"Film is like a highway," says Istvan Szabo, who won an Academy Award this year for his Hungarian-West German film "Mephisto."
"You have a direction. You're either going this way or that way," he says, stretching out one sturdy arm. "And I tell the actors the direction they're going in . . . If you go the other way, it's a different film."
Actually, he amends in Hungarian to his interpreter, "Film is like a road. On this road there are cross streets and you have to stop. If the light is green, everything's okay and you continue. If it's red, you have to stop. I turn on a red light or a green light on the road." He chuckles.
"And then in this road there are lanes, and one person is in this lane and another person is in that lane." His hands slice lane markers in the starkly lit air of the American Film Institute's screening room. "I also tell the speed and what the limit is and what the minimum and maximum are. And the car itself," he says, raising his eyebrows in delight, settling back in his chair, "is also in my hands."
Szabo's 1979 film "Confidence" opened the eight-film New Hungarian Cinema series last night at the American Film Institute. (It will be shown again Saturday and Monday nights.) It is an intense and engrossing film, carefully and artfully photographed, about a man and a woman forced together under assumed identities in a Hungarian town during World War II. In the flicker of light and movement, the film oscillates from suspense to sensuality.
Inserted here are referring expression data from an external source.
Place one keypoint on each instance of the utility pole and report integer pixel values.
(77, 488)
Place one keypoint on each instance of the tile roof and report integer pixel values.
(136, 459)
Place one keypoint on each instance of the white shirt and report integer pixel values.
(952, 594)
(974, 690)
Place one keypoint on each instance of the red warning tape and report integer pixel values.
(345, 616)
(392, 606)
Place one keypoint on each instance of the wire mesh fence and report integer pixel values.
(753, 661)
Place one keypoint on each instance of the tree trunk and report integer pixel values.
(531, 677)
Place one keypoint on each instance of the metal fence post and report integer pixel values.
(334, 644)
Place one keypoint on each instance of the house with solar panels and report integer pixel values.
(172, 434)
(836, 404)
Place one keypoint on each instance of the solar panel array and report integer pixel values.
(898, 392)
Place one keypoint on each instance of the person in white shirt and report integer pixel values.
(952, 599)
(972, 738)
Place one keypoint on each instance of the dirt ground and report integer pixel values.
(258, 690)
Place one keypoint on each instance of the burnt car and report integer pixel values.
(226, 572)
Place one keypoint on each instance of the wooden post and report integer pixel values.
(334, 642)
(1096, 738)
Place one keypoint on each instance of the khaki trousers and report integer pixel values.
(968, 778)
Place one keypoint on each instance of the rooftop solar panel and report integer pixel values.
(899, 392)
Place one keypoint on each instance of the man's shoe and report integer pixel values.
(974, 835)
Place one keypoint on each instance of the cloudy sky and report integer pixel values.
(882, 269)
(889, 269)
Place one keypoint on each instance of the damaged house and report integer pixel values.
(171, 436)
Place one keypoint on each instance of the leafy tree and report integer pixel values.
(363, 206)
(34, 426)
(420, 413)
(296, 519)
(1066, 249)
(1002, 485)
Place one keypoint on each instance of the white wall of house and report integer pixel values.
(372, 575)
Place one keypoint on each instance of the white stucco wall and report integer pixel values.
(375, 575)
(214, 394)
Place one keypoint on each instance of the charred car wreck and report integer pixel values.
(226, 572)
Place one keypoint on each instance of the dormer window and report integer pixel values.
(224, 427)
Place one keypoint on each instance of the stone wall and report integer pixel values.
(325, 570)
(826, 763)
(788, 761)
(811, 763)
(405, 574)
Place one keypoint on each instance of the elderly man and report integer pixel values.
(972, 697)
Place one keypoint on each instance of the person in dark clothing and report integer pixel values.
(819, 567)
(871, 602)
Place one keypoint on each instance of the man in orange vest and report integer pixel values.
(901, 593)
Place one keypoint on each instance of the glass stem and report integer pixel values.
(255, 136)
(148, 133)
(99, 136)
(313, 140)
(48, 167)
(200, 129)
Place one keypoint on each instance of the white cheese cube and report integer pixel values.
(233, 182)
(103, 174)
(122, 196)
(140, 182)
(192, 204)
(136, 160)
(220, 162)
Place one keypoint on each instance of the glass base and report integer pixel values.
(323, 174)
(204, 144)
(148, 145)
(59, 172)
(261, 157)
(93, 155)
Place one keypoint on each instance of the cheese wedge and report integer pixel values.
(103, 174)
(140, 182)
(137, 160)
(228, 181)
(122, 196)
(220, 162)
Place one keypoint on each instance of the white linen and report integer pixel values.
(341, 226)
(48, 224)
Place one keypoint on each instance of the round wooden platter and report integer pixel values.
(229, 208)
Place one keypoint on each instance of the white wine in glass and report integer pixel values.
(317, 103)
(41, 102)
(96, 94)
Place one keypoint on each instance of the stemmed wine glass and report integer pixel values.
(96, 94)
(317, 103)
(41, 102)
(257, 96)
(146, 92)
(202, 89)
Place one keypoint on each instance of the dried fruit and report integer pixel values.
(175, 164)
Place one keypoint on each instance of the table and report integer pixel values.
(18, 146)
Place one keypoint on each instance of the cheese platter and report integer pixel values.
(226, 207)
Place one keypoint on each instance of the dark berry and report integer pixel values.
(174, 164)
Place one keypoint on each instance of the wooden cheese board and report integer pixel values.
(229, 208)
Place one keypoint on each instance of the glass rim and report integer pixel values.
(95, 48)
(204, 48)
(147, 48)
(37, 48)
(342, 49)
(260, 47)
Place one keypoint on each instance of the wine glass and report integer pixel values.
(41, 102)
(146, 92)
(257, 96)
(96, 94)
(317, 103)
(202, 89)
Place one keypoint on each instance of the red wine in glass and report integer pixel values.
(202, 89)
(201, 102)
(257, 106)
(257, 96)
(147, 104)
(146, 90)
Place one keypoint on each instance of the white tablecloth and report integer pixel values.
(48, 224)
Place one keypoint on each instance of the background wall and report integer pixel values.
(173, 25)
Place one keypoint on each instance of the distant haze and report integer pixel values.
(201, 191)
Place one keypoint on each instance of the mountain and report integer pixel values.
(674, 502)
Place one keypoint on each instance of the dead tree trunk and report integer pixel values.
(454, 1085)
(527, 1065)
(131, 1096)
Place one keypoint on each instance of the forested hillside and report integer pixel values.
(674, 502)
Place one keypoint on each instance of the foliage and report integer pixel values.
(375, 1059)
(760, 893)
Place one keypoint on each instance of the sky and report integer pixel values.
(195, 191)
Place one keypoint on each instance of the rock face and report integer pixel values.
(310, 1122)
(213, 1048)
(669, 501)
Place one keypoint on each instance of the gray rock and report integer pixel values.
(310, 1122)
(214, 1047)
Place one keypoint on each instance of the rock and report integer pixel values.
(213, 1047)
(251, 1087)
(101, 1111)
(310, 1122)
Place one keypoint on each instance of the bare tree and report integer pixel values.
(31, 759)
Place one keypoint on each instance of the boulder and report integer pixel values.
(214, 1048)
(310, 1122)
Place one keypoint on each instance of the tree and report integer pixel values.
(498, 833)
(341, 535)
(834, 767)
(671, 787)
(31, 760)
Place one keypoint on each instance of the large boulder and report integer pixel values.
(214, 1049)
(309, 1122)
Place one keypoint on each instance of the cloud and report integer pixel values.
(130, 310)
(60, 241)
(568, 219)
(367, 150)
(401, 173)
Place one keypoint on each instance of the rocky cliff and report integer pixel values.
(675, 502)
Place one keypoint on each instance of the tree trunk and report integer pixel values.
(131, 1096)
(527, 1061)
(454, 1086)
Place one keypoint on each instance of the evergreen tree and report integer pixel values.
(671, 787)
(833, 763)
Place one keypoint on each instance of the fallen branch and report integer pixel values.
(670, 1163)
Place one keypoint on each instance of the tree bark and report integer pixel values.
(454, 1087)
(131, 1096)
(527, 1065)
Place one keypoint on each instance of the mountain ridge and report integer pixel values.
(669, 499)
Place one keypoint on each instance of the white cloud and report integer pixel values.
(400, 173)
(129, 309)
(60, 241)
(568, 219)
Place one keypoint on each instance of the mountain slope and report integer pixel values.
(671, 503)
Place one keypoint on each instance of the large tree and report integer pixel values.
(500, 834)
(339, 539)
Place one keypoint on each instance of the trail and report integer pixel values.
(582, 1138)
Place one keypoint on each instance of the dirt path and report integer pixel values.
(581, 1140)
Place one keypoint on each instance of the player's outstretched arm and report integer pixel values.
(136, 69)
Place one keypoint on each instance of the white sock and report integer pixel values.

The two spar, neither trusting the other politically or emotionally. But the man's lack of confidence in the woman is as much a result of his wartime discipline as his cowardice.
"It's very hard to find confidence," Szabo says, "and it's very easy to lose it."
"Confidence," shown at the New York Film Festival, had won best film at the Berlin Film Festival two years before "Mephisto" won an Academy Award this year for best foreign film. Szabo's portrait of an unprincipled German actor whose success results from cultivating Nazi patrons was a surprise choice over the popular "Man of Iron" by Polish filmmaker Andrezj Wajda.
Szabo's description of the night he won the Oscar sounds like a scene from a movie by Fellini, one of his favorite directors.
"The public doesn't see the whole process. After you get your Oscar, you walk through the back through several rooms. There are lines set up and behind the lines there are hundreds of reporters and photographers and radio and television people in separate rooms.
"You go from room to room with your Oscar. It's almost like a zoo because they're behind bars and you're in the center of the room . . . They yell at you out of the cages," he says, snapping his fingers to denote the pace of the questions, "and you have a master of ceremonies who kind of directs it and says, 'Enough, next stop.' Then you move on and radio reporters ask you questions with all the microphones and then the TV room comes and all the cameras are on you. It's very exciting."
He smiles at the remembrance. He is 44, with blondish closely cropped hair, Hungarian born. He lives in Budapest and is one of Hungary's leading filmmakers. On one wrist is an old Swiss watch he inherited from his father. His leading male character in "Confidence" wears it in the film. Szabo is in Washington, the guest of the U.S. Information Agency, until Sunday and then travels around the country until early October.
He doesn't have to worry about film budgets -- he gets what money he needs from the government-financed film industry. The Oscar has brought more film offers, and he expects he will get a lot "for about a year or until the next bad film."
With the exception of an extravagance of metaphor, he is almost shy about his work: "I make the film. The audience should get the message. I can't say what it is. There are directors who like to say, 'This is what I want to say.' It would be simpler and cheaper if the director would say, 'This is it.' He wouldn't have to do the film."
His forte is the film that studies relationships. In both "Confidence" and "Mephisto," there is no music. "Music is the human voice," Szabo says. "There's no need for music. The music is only to express the historical time period. The light is more important -- how it shines on the face, the colors."
In several of his films he has gone back to the setting he knows best, the one he grew up in -- World War II. Right now, he's writing a screenplay set in pre-World War I Austria-Hungary. "I feel ready to do a different period," he says. "I don't want to be known as Szabo who does only the Second World War period."
His favorite directors include John Cassavetes, Woody Allen -- "Annie Hall" was a favorite -- Hitchcock, Bergman. Most of the current crop of science-fiction and special-effects films bore him. "They are a little bit naive," he says, "on too low an intellectual level. I'm interested in relationships between people . . . What's happening in outer space and fantasy doesn't interest me."
He makes an exception for Steven Spielberg. "He has some irony," Szabo says. "He doesn't take it so seriously. He knows it's just a fairy tale, and he tries to prove some human values."
Szabo still hasn't seen Spielberg's "Raiders of the Lost Ark" or "E.T." He hopes to see the latter this week. "I was in Germany last week, and everyone was talking about it," he says.